Dabo Swinney locking arms with his Clemson players.

CLEMSON, SC - SEPTEMBER 29: Head coach Dabo Swinney links arms with safety Isaiah Simmons #11 and defensive back K'Von Wallace #12 of the Clemson Tigers during Tigers' traditional Face Off prior to their football game against the Syracuse Orange at Clemson Memorial Stadium on September 29, 2018 in Clemson, South Carolina. (Photo by Mike Comer/Getty Images)

The ACC announced massive changes to its football schedule this Tuesday that'll go into effect in 2023. 

This new scheduling model for the ACC features a 3-5-5 structure. Each team will play "three primary opponents annually and face the other 10 league teams twice during the four-year cycle, once at home and once on the road." 

By adopting this model, the ACC will eliminate the Atlantic and Coastal divisions. All 14 schools will compete in one division. 

"The future ACC football scheduling model provides significant enhancements for our schools and conference, with the most important being our student-athletes having the opportunity to play every school both home and away over a four-year period,” ACC commissioner Jim Phillips said. "We appreciate the thoughtful discussions within our membership, including the head football coaches and athletic directors. In the end, it was clear this model is in the best interest of our student-athletes, programs and fans, at this time."

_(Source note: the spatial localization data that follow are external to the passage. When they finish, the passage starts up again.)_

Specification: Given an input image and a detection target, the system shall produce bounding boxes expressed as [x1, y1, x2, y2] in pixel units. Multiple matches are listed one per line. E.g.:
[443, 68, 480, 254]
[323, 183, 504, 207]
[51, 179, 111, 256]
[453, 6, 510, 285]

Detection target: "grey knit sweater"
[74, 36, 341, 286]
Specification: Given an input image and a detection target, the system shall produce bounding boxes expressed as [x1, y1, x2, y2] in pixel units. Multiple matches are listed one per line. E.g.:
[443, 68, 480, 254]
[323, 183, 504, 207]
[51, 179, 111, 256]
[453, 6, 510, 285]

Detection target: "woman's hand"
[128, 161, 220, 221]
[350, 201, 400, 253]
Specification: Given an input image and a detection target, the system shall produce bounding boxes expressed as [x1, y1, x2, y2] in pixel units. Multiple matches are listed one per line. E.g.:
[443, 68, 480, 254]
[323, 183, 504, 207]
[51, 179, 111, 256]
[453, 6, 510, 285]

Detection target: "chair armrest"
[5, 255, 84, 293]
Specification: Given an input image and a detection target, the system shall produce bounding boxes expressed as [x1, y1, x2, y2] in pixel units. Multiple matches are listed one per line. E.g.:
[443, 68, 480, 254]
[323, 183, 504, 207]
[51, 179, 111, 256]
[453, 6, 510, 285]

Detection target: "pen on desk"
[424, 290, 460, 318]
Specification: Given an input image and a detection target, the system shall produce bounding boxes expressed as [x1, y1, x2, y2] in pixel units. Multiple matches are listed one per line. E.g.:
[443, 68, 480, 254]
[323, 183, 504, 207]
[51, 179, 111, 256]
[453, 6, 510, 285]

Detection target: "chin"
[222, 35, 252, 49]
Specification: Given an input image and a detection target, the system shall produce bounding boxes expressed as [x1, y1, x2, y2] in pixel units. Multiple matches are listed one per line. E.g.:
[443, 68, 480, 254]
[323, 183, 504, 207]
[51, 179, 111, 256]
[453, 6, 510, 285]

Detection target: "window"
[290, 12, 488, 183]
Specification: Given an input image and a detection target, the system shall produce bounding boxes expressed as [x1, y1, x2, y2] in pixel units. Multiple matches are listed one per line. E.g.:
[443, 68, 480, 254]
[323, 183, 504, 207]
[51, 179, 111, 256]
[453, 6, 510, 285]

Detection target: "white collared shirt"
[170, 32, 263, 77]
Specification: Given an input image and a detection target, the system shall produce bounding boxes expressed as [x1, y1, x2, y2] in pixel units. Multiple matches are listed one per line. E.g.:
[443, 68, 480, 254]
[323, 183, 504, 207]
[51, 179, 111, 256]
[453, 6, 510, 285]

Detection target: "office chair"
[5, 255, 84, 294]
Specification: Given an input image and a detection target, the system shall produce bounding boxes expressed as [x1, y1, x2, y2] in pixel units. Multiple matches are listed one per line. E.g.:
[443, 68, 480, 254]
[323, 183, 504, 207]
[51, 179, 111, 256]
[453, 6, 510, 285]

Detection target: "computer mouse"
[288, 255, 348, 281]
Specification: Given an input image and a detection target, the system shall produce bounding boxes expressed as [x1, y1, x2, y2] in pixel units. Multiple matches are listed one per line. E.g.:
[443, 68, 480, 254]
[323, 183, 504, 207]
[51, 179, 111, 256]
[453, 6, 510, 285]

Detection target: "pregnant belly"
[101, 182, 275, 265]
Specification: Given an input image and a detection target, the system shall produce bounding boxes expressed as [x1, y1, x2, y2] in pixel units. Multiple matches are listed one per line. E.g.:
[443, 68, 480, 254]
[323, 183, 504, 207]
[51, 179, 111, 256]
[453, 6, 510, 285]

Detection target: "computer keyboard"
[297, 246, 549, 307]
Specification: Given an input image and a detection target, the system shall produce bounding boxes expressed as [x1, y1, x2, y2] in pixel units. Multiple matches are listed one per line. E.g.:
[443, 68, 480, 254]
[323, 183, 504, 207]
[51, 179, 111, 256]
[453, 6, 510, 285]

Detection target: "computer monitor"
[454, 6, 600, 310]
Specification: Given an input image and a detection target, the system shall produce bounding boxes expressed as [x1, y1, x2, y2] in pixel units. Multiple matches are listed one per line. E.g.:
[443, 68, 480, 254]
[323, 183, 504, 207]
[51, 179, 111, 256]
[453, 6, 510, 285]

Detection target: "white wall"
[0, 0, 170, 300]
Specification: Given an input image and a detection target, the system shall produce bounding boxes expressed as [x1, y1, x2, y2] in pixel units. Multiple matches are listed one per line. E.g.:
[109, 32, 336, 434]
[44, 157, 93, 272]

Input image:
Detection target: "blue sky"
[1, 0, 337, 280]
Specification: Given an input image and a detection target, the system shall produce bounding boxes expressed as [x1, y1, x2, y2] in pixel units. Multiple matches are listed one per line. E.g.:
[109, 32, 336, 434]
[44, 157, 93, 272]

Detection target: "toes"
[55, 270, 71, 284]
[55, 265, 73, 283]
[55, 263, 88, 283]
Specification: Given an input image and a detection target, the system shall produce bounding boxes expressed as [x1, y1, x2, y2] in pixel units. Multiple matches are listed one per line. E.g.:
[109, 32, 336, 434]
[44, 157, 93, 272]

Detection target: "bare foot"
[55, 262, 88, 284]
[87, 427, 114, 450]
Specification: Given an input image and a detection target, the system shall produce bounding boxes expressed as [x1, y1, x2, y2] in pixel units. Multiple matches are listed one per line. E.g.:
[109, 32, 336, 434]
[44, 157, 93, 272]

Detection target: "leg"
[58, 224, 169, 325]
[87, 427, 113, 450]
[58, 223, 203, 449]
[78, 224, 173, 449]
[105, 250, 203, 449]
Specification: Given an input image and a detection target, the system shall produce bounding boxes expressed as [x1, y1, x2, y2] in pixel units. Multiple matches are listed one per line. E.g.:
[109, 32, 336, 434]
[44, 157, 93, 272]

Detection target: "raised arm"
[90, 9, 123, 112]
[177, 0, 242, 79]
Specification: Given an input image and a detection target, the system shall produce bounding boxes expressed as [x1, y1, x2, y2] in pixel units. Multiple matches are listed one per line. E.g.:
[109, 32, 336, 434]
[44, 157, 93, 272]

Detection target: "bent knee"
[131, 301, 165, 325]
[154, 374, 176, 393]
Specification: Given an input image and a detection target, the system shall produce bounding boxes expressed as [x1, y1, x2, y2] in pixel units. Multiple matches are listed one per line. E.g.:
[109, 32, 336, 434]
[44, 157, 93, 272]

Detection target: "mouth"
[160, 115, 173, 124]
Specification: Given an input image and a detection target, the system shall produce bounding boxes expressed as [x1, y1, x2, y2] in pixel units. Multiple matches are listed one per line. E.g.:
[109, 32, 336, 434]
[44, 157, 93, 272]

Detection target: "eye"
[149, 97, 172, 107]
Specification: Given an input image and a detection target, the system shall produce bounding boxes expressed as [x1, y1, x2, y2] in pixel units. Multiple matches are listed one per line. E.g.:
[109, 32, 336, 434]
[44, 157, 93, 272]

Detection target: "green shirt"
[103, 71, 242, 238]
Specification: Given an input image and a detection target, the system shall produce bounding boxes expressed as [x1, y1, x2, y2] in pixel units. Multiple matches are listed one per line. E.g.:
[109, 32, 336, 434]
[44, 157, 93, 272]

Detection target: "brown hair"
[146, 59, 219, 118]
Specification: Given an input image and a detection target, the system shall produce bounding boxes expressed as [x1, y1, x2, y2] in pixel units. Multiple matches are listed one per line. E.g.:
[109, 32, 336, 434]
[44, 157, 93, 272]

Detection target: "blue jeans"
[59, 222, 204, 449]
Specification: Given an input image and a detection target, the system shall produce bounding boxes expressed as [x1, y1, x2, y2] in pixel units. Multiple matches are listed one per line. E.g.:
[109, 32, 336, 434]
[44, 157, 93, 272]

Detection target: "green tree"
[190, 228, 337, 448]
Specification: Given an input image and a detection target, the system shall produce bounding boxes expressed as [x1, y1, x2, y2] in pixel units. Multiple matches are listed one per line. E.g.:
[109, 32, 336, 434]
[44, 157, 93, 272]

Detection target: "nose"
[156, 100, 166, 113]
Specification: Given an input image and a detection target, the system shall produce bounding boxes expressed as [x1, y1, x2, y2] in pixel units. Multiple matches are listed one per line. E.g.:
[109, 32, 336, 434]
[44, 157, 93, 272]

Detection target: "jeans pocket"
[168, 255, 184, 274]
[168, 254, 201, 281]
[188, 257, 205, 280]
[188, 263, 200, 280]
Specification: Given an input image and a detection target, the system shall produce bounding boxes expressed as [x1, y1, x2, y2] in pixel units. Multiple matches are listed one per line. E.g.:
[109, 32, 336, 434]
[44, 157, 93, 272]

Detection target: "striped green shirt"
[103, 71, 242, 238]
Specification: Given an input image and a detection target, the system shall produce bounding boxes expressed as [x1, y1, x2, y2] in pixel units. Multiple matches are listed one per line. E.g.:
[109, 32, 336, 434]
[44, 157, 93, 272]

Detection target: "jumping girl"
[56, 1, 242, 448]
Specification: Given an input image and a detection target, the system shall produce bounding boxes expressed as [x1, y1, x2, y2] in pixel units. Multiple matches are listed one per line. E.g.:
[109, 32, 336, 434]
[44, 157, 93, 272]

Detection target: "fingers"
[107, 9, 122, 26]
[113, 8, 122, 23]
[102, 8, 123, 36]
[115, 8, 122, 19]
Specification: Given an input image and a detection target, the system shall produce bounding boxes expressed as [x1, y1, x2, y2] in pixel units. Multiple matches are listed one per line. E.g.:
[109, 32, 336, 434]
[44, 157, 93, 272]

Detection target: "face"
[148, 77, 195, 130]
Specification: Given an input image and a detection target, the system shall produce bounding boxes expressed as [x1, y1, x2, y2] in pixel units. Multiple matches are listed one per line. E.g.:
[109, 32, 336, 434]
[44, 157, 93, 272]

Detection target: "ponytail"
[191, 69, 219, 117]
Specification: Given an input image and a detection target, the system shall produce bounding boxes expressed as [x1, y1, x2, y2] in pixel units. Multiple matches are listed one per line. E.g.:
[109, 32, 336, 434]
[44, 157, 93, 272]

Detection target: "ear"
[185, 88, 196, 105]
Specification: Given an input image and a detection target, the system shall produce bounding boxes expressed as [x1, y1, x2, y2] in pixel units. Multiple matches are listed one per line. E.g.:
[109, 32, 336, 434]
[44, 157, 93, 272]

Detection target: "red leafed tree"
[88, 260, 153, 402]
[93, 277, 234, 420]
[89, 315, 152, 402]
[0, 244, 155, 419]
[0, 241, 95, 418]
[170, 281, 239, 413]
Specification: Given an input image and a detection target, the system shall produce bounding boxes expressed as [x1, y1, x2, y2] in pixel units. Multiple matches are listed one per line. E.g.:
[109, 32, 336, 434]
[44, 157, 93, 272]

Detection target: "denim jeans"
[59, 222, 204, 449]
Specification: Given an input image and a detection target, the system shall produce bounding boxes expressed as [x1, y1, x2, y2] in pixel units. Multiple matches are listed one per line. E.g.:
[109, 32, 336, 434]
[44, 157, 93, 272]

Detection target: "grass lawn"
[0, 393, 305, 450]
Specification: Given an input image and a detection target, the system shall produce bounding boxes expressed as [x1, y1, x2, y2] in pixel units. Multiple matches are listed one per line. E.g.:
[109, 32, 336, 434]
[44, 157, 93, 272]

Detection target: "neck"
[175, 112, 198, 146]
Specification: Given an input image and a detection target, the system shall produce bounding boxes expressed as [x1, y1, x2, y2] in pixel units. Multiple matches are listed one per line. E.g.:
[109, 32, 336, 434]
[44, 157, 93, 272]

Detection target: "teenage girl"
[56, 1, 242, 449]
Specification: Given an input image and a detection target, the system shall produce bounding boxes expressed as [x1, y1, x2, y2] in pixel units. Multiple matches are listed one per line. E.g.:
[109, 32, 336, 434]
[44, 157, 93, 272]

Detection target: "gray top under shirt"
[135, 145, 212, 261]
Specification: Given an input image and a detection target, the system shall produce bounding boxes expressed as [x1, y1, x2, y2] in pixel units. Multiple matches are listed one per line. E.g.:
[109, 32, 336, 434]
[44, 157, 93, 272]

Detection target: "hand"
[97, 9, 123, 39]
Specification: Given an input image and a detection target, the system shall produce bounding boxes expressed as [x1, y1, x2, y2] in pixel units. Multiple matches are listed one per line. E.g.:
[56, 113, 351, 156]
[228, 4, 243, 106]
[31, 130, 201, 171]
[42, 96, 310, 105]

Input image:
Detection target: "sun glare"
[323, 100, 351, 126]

The reactions to this announcement are mixed. There's some belief this will inspire other conferences to adopt a similar model. 

Some people are happy about this change because it means the Coastal Division can no longer cruise to the ACC Championship.

Of course, there are plenty of arguments and debates being had about whether or not the primary opponents for each team are correct. 

This new scheduling model for the ACC will be the talk of the college football world for at least the next few days.